Vingt ans d’une relation d’amour intense avec son peuple

CARACAS Hugo Chavez s’est éteint ce mardi soir. La fin de vingt années d’une étonnante histoire d’amour entre ce fils d’instituteur catholique et le peuple vénézuélien, qui est tombé sous le charme du militaire en 1992, lors de sa tentative de coup d’Etat avortée contre le président social-démocrate Carlos Andrés Pérez, soupçonné de corruption.

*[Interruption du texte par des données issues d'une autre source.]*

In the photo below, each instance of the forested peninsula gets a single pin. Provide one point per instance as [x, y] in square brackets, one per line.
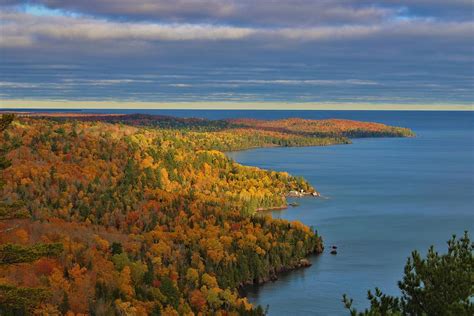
[146, 215]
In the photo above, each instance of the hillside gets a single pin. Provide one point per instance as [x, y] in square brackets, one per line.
[123, 215]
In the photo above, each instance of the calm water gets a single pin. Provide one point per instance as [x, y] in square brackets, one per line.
[382, 199]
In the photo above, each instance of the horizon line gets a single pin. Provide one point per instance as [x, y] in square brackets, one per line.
[19, 104]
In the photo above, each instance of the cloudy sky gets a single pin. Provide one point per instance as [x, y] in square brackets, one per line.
[340, 51]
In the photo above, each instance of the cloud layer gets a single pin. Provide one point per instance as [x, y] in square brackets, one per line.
[238, 49]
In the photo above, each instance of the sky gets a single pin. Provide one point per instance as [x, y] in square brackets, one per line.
[237, 51]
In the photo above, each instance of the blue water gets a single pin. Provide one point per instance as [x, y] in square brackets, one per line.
[383, 198]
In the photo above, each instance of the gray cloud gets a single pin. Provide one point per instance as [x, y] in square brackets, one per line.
[268, 50]
[266, 12]
[23, 30]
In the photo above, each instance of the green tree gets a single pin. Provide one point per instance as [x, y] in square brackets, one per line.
[435, 285]
[15, 253]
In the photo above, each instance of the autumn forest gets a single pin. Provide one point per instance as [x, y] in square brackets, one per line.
[146, 215]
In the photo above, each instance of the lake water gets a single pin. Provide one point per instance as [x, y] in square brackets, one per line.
[383, 198]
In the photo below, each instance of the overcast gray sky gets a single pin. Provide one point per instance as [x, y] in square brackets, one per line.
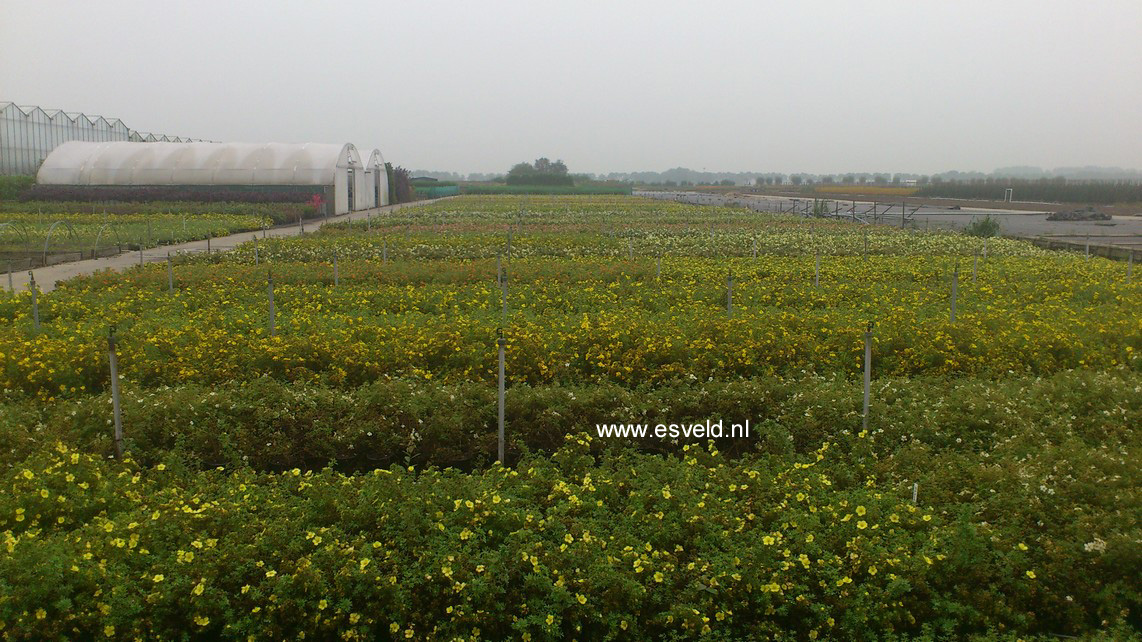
[606, 86]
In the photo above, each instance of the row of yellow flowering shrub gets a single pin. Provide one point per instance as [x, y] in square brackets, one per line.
[568, 546]
[271, 425]
[573, 321]
[576, 241]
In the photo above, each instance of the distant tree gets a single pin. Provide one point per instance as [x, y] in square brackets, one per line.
[522, 169]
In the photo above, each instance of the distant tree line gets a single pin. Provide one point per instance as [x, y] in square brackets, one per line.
[541, 173]
[1048, 190]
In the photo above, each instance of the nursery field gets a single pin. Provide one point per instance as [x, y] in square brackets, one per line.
[311, 434]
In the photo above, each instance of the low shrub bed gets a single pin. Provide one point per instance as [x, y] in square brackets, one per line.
[620, 545]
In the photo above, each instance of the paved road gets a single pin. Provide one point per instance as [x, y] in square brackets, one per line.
[1122, 231]
[46, 278]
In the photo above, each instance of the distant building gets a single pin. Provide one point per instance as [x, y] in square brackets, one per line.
[27, 134]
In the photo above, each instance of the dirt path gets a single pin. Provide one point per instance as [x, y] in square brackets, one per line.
[46, 278]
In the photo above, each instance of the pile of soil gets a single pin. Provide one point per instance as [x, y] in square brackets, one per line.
[1088, 214]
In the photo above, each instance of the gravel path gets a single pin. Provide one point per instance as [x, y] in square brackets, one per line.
[46, 278]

Chavez n’a que 36 ans. Il est entré jeune dans l’armée où il a fondé le Mouvement révolutionnaire bolivarien 200 (MBR-200), qui prône une nouvelle république socialiste, inspirée des idéaux de Simon Bolivar, le libérateur de l’Amérique latine au début du XIXe siècle.

Le putsch est un cuisant échec. Mais le lieutenant-colonel Chavez est entrée dans l‘histoire de son pays et, plus largement du continent latino-américain toujours prompt à nous offrir des personnages hors normes.

Chavez va passer deux ans deux ans à la prison de Yare 1, près de Caracas. C’est de là qu’il prépare une deuxième tentative de coup d’Etat. Il enregistre une vidéo dans laquelle il appelle à l’insurrection, diffusée dans la nuit du 26 au 27 novembre 1992, au moment où des hommes de son mouvement doivent mener le putsch. Rebelote. Nouvel échec.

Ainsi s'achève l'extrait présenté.